The missing portraits of Nelson Mandela and Snoop Lion are back on the premises of the Cotton Candy Machine, the Williamsburg gallery where they were from stolen six weeks ago.

“This is the best news I could get on a Monday morning. I’m super stoked. Especially the Mandela painting,” said artist Amar Stewart on the phone from the Cotton Candy Machine, about to toast to their safe return over beers with gallery co-owner Sean Leonard.

During a show on March 1 marking the end of Stewart’s month-long residency at the gallery, Louis Lassalle allegedly made off with three paintings.
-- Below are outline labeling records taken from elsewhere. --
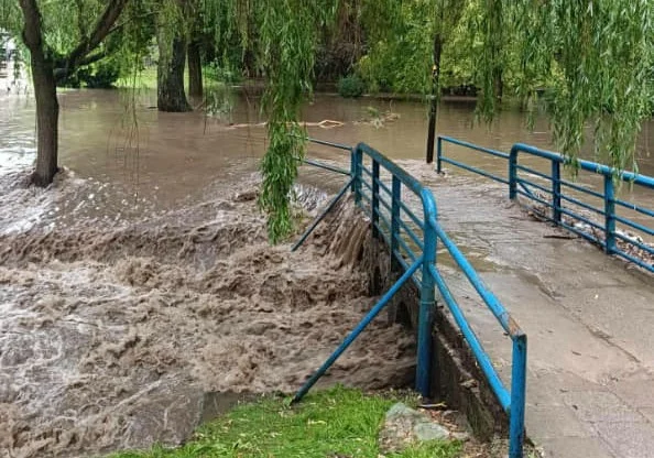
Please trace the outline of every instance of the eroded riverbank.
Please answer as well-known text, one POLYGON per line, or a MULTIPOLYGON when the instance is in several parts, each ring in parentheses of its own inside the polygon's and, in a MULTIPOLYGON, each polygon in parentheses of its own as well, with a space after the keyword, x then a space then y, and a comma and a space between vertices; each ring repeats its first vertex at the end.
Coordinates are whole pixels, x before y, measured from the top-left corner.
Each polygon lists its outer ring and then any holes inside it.
MULTIPOLYGON (((25 208, 45 199, 6 178, 25 208)), ((62 179, 57 199, 97 186, 62 179)), ((120 225, 45 218, 0 236, 0 455, 178 443, 205 392, 290 392, 323 362, 374 301, 344 243, 351 215, 292 254, 268 244, 255 184, 120 225)), ((402 385, 413 360, 413 338, 375 323, 327 381, 402 385)))

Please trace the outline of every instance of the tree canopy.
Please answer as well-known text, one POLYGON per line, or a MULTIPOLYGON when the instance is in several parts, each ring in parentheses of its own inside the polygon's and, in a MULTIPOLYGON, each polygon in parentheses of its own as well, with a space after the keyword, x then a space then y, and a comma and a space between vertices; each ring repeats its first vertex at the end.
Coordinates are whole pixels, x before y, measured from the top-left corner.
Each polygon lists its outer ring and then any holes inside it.
POLYGON ((119 11, 100 0, 0 0, 0 28, 30 47, 23 3, 40 9, 55 72, 109 55, 133 62, 157 29, 164 44, 173 46, 174 32, 204 43, 206 57, 263 77, 261 206, 273 241, 292 229, 288 194, 306 134, 297 121, 317 56, 350 53, 339 72, 356 73, 371 90, 428 94, 440 43, 438 85, 475 86, 480 119, 492 120, 502 99, 520 100, 549 116, 564 154, 577 157, 590 133, 597 154, 618 170, 635 168, 636 137, 654 105, 654 0, 118 0, 110 4, 121 7, 120 19, 100 31, 98 18, 119 11))

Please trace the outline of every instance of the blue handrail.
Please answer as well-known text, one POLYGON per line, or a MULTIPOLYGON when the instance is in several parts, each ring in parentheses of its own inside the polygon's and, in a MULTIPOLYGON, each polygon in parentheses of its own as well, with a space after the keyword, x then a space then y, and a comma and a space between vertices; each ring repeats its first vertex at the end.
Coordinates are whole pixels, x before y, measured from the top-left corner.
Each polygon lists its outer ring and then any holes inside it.
MULTIPOLYGON (((454 139, 451 137, 440 135, 438 137, 437 148, 437 171, 442 172, 443 163, 453 164, 460 168, 465 168, 469 172, 477 173, 482 176, 487 176, 500 183, 509 185, 509 197, 516 199, 519 196, 525 197, 528 200, 535 201, 548 209, 548 212, 542 216, 549 219, 554 223, 577 233, 578 236, 599 244, 607 254, 615 254, 630 261, 650 272, 654 272, 654 262, 646 261, 646 255, 654 259, 654 248, 650 244, 643 243, 634 237, 625 237, 620 233, 617 229, 617 223, 626 226, 629 229, 640 231, 646 236, 654 236, 654 220, 651 223, 642 223, 634 221, 633 219, 618 215, 618 208, 628 209, 645 217, 654 218, 654 208, 646 208, 644 205, 636 205, 634 203, 625 201, 615 197, 615 182, 622 181, 631 186, 654 190, 654 177, 636 174, 633 172, 619 172, 615 168, 609 167, 603 164, 598 164, 591 161, 579 160, 576 162, 579 170, 582 172, 591 173, 593 175, 600 175, 603 178, 603 187, 601 192, 579 186, 576 183, 562 178, 562 165, 569 165, 573 163, 571 159, 563 156, 562 154, 542 150, 536 146, 532 146, 524 143, 515 143, 509 154, 490 150, 487 148, 478 146, 476 144, 465 142, 461 140, 454 139), (503 177, 490 174, 479 167, 472 167, 460 161, 455 161, 450 157, 445 156, 443 143, 451 143, 459 146, 467 148, 472 151, 490 154, 495 157, 506 159, 509 162, 509 177, 503 177), (549 173, 536 171, 533 167, 519 163, 519 156, 526 154, 532 157, 539 157, 551 163, 549 173), (521 175, 521 172, 524 174, 521 175), (532 175, 532 177, 530 177, 532 175), (541 178, 548 184, 535 183, 533 177, 541 178), (537 196, 533 189, 542 192, 545 196, 537 196), (574 192, 586 195, 589 198, 600 198, 602 200, 601 207, 596 207, 588 201, 584 201, 580 198, 569 195, 567 192, 573 189, 574 192), (601 217, 600 221, 592 220, 590 216, 580 215, 575 208, 582 208, 593 215, 597 214, 601 217), (582 227, 577 227, 574 221, 579 221, 586 225, 588 228, 596 230, 587 230, 582 227), (600 233, 602 237, 598 237, 600 233), (645 258, 634 257, 630 253, 631 250, 639 250, 645 253, 645 258)), ((654 198, 654 193, 652 194, 654 198)))
MULTIPOLYGON (((416 364, 416 390, 424 396, 430 394, 432 373, 432 331, 435 310, 435 294, 438 290, 442 299, 451 312, 455 323, 460 328, 464 338, 477 359, 483 375, 487 378, 491 390, 498 397, 502 408, 508 413, 510 419, 510 457, 521 458, 524 441, 524 407, 525 407, 525 384, 526 384, 526 335, 517 326, 515 320, 506 312, 501 302, 483 284, 470 262, 466 259, 458 247, 440 227, 437 218, 437 208, 434 195, 418 179, 408 174, 402 167, 389 160, 371 146, 359 143, 356 148, 329 143, 320 140, 310 141, 318 144, 333 145, 341 150, 351 151, 350 175, 351 184, 344 186, 338 196, 330 203, 328 208, 320 215, 319 219, 334 206, 342 196, 345 189, 351 188, 355 194, 356 204, 370 217, 373 236, 388 243, 391 249, 391 259, 395 265, 404 271, 400 281, 384 294, 381 301, 363 318, 359 326, 346 338, 341 346, 329 357, 320 369, 305 383, 297 392, 294 401, 299 401, 310 386, 329 369, 345 349, 357 338, 370 320, 388 304, 390 298, 397 292, 406 280, 412 279, 421 295, 418 310, 418 345, 416 364), (370 164, 370 165, 367 165, 370 164), (389 177, 391 184, 384 183, 389 177), (403 189, 408 190, 422 204, 422 216, 415 215, 408 200, 404 198, 403 189), (389 201, 390 199, 390 201, 389 201), (408 220, 403 220, 403 216, 408 220), (414 228, 410 227, 414 223, 414 228), (403 237, 404 231, 408 238, 403 237), (416 233, 417 232, 417 233, 416 233), (422 232, 422 240, 419 237, 422 232), (497 373, 491 358, 483 349, 479 339, 472 331, 470 324, 461 312, 456 298, 451 294, 447 281, 437 268, 437 243, 438 240, 449 251, 456 264, 461 269, 481 301, 488 306, 491 313, 500 323, 502 329, 513 340, 513 362, 511 375, 511 390, 508 390, 497 373), (411 243, 413 242, 413 248, 411 243), (417 253, 414 252, 417 250, 417 253)), ((471 144, 467 144, 471 145, 471 144)), ((492 150, 481 149, 486 152, 492 150)), ((508 154, 498 153, 501 157, 508 154)), ((440 155, 439 155, 440 159, 440 155)), ((320 164, 321 165, 321 164, 320 164)), ((323 167, 324 168, 324 167, 323 167)), ((341 171, 339 171, 341 173, 341 171)), ((294 246, 296 249, 315 228, 318 220, 312 225, 302 239, 294 246)))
Leonard caught Lassalle in a footchase and he was arrested and indicted for burglary, larceny and robbery. Stewart’s portrait of Jean-Michel Basquiat, which had also been taken, was found wedged between a nearby fence and railing that same evening.

A plea deal was only possible for Lassalle if the paintings were returned, Leonard said. This morning, he got a call asking him to come identify the two works at Lassalle’s lawyer’s office, near the Borough Hall subway station. Leonard and Stewart were not told where the paintings had been found, although they were not necessarily in Lassalle’s possession — he was just complicit in their return.
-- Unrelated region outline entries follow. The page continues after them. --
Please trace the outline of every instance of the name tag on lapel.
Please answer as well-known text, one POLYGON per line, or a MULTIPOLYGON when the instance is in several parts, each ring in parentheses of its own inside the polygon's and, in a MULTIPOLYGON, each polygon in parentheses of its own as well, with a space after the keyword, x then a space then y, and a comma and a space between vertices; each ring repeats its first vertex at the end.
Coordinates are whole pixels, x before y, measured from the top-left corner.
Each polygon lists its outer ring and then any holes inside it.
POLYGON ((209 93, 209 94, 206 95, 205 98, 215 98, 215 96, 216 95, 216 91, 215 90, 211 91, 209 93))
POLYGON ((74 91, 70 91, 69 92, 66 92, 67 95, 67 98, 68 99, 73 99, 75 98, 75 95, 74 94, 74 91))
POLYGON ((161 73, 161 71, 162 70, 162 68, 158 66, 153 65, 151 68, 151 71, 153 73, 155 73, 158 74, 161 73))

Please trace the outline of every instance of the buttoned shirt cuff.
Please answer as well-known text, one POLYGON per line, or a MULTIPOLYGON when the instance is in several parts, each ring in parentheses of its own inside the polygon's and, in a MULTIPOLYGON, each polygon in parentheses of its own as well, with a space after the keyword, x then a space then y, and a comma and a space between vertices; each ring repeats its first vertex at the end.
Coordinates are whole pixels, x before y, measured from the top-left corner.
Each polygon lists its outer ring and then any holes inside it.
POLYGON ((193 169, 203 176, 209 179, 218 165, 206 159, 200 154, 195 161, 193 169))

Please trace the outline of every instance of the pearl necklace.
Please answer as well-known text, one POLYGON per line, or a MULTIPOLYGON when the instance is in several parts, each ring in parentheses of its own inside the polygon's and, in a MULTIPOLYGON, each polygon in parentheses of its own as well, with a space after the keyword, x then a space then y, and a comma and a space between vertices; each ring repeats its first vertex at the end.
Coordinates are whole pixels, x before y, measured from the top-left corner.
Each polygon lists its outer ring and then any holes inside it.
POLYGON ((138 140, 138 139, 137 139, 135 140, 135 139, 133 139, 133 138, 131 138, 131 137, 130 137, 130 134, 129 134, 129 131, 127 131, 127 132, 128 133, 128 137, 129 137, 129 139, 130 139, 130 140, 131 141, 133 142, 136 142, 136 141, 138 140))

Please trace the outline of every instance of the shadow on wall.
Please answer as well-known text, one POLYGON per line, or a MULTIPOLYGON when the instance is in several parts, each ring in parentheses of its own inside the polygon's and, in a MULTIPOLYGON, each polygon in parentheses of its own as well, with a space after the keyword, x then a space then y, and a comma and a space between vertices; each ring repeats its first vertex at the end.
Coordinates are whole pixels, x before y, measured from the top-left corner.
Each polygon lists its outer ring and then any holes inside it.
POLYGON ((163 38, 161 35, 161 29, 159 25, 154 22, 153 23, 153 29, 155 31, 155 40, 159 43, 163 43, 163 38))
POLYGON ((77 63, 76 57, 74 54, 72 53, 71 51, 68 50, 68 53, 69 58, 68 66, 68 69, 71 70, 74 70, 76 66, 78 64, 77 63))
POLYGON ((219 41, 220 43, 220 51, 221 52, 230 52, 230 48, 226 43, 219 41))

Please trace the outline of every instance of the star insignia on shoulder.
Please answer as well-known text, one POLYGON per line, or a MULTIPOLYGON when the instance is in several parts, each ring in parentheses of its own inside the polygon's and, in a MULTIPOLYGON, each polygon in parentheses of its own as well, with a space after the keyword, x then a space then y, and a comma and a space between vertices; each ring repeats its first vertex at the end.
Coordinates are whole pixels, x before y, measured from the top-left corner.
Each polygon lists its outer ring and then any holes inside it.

“They’re in great shape,” said Leonard, noting that the paintings were wrapped up and in plastic bags when he first saw them today at the lawyer’s office.

The Cotton Candy Machine is closed on Mondays. Tomorrow afternoon, Leonard and Stewart will host a press event at the gallery, announcing the details of an event to be held this Saturday, where the recovered paintings will be put back on display.